I pick up the red covered notebook of recipes and thumb through them. Most are written in Janet's own hand, others cut from magazines or the backs of packages of grain and flour. For over 30 years I experienced these pages in my mouth or watched them spring from her hands. Now I can only digest them visually or recall the running commentary in her voice.
Recognizing a 3X5 card, with my mother's impatience all over it, titled, Gramma Love's Walnut-Date Cake, I pause. Condensed into 15 square inches, I find this great effort by three generations of unrelated women to remember. They conspire to the notion that this is the way you hook a Love.
Janet read the recipe silently, placing herself in rural southern Missouri, during the Great Depression. "These would have been Black Walnuts," She declares, "English Walnuts wouldn't be affordable if they were available at all."
She reads on, "the order you mix the ingredients isn't how they teach now. I bet your sister didn't follow the directions this way…she said it wasn't all that great. You have to follow the directions exactly the way it says." Then Janet looks over her glasses, "I think the soda reacts with the dates, otherwise there's not enough leavening here."

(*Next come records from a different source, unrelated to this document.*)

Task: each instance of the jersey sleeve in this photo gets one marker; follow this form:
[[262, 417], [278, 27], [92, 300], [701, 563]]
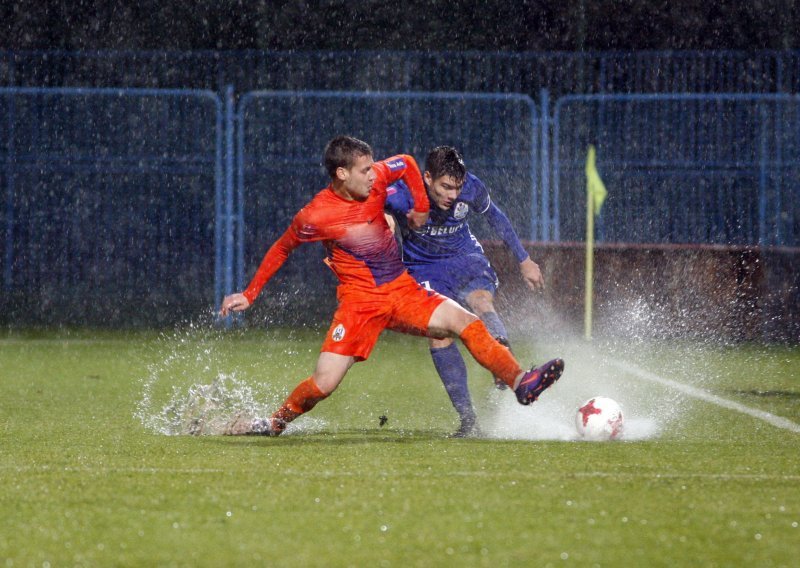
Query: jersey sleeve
[[398, 199], [403, 167], [300, 231]]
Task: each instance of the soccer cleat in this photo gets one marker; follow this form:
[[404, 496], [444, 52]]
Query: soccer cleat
[[499, 383], [246, 425], [537, 380]]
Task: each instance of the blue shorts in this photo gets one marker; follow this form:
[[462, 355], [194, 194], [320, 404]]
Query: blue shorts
[[458, 276]]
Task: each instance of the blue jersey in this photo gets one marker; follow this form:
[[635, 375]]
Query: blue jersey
[[446, 233]]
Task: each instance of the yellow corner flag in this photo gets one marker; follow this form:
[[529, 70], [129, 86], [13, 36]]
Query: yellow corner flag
[[595, 188], [595, 196]]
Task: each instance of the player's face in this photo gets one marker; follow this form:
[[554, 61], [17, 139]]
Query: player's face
[[358, 180], [443, 190]]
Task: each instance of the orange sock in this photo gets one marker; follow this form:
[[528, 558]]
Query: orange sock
[[489, 353], [303, 398]]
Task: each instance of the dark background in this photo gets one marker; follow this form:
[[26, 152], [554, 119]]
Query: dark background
[[511, 25]]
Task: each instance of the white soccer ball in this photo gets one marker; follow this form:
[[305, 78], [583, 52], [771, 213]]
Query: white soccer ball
[[599, 418]]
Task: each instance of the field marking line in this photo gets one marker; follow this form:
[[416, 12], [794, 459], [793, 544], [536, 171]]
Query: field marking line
[[774, 420]]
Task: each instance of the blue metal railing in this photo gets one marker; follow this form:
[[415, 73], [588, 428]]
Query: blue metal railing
[[111, 188], [407, 122], [683, 168], [100, 183]]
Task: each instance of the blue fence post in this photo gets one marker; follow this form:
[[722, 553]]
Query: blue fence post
[[540, 227], [8, 268], [762, 180], [228, 254], [239, 121]]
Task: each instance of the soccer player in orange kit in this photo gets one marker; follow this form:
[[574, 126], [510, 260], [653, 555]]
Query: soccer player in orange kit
[[375, 292]]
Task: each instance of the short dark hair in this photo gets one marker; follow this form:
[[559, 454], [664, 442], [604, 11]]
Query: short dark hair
[[445, 161], [342, 151]]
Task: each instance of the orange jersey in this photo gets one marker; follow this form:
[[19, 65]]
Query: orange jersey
[[361, 248]]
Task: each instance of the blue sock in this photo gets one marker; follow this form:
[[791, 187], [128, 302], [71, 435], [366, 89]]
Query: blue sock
[[453, 371], [494, 325]]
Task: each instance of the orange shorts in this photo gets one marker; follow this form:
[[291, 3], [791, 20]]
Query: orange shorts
[[400, 305]]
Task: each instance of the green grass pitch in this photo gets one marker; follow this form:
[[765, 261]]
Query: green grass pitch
[[85, 482]]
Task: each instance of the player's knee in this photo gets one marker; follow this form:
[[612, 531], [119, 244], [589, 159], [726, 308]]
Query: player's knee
[[481, 302]]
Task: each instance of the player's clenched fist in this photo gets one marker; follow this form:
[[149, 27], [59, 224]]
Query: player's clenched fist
[[234, 303]]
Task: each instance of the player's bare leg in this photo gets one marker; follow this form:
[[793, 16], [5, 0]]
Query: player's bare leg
[[450, 318], [481, 302], [328, 375], [453, 371]]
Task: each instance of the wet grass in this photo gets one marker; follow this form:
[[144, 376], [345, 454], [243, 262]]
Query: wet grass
[[85, 483]]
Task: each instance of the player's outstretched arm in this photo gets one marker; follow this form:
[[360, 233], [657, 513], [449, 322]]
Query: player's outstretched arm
[[234, 303]]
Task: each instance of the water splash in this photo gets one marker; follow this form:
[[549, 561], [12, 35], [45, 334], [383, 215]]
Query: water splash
[[190, 388]]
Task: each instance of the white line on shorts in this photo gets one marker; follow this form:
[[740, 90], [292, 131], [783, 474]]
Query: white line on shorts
[[777, 421]]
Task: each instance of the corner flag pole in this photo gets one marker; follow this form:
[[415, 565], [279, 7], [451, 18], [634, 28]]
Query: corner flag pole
[[595, 195]]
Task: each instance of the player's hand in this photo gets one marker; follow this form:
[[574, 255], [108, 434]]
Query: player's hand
[[532, 274], [416, 219], [234, 303]]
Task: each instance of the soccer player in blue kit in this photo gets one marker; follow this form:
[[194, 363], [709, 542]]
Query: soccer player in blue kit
[[444, 256]]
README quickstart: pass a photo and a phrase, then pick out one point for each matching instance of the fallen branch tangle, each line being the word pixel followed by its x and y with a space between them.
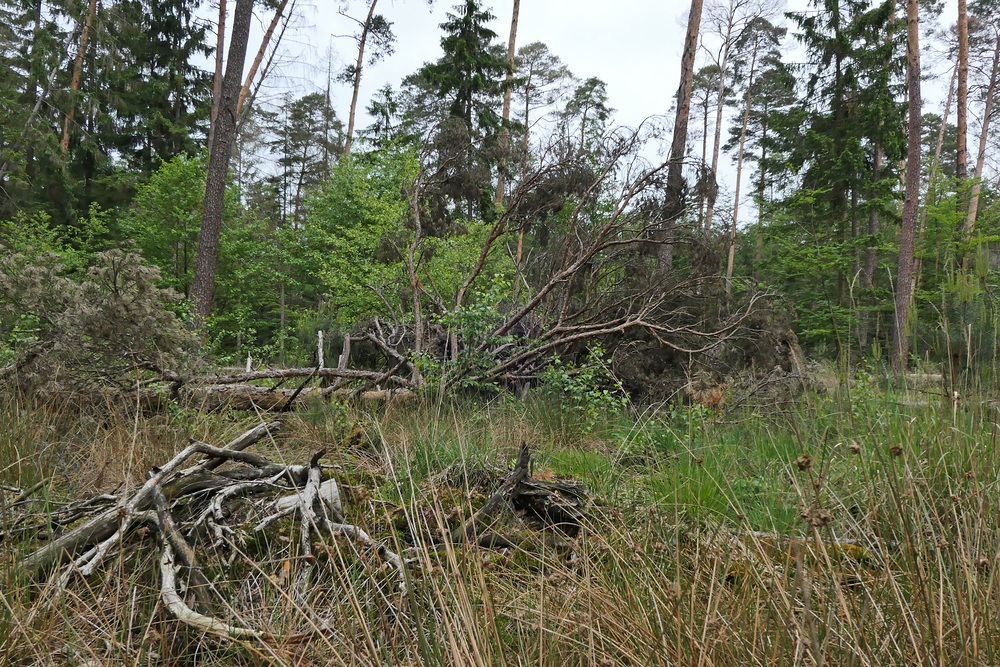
pixel 203 495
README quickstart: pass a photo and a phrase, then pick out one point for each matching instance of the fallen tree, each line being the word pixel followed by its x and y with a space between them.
pixel 207 503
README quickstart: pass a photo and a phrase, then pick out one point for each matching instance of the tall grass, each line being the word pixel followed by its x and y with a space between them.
pixel 854 528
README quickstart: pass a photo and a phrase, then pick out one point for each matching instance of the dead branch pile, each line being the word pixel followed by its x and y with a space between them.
pixel 203 505
pixel 207 503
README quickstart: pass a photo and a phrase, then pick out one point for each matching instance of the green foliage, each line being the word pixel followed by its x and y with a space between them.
pixel 473 324
pixel 357 234
pixel 588 388
pixel 62 332
pixel 254 258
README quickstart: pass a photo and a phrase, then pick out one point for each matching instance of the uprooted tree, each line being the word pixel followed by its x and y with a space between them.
pixel 209 508
pixel 453 306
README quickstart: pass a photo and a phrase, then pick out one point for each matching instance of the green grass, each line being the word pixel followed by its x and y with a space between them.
pixel 696 550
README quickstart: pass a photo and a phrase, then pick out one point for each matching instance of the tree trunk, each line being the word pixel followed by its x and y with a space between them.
pixel 505 135
pixel 218 164
pixel 220 43
pixel 675 179
pixel 932 176
pixel 74 85
pixel 961 152
pixel 264 43
pixel 739 175
pixel 720 103
pixel 357 77
pixel 977 183
pixel 911 201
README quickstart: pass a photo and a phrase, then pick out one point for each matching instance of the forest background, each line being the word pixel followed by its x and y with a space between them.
pixel 742 356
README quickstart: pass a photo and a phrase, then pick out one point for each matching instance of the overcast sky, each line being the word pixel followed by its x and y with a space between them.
pixel 635 46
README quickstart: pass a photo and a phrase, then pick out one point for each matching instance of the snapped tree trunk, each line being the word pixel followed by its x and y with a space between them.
pixel 932 176
pixel 264 43
pixel 911 197
pixel 74 85
pixel 357 77
pixel 218 164
pixel 962 123
pixel 675 178
pixel 505 134
pixel 220 44
pixel 977 183
pixel 739 175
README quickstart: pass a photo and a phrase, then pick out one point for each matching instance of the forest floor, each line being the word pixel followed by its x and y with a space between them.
pixel 847 527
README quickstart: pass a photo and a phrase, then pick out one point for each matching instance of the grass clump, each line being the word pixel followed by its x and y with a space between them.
pixel 852 528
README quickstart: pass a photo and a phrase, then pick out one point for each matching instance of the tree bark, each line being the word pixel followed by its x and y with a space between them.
pixel 961 152
pixel 220 43
pixel 720 103
pixel 264 43
pixel 505 133
pixel 74 85
pixel 218 164
pixel 357 77
pixel 977 183
pixel 932 176
pixel 675 179
pixel 904 274
pixel 739 174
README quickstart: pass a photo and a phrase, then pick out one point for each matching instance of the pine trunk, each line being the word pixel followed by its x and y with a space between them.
pixel 220 44
pixel 362 41
pixel 911 197
pixel 74 85
pixel 505 135
pixel 675 177
pixel 977 182
pixel 739 176
pixel 720 103
pixel 961 151
pixel 218 164
pixel 264 43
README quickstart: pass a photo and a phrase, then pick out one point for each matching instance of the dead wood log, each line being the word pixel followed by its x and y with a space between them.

I can envision Gramma Love serving this cake up on a visit back home and my father commenting on how good her cooking was. My mother, thinking mechanically, that taste is about what you physically put into something, asked for the recipe. Gramma dutifully passed the recipe on but I'm sure she was wise to the art and realities of baking. In 18 years, I never recall my mother making this cake, Black Walnuts or no. Along enters Janet, a daughter of the south and keeper of memories. She instinctively understood how this recipe would make the perfect cake of necessity. Something her own ancestors would grow up on.
My mother is losing the memory of those days, so for her, Gramma Love has died indeed. Janet has passed too, yet lives for both of them in the creation of this tradition. As I passed the recipe off to my niece, April, the memory comes full circle, back to Loves. I have been left to make it myself several times over the past 3 years. Thanksgiving was our favorite occasion for this celebration of our ancestors. A seder of traditional foods honoring our connection in spite of time and demise.
I am hearing it now, "follow the instructions as they're written, don't mix it too much, pour the boiling water over the soda and chopped dates." I proceed, "oven set at 350, bake for 45 to 50 minutes or until a broom straw can be stuck in and come out clean." And if it wasn't for one of the last things I would ever hear in her voice, to "bring the black walnuts," I guess I could let Janet die too.

 Note: bake in an 8 or 9" square pan.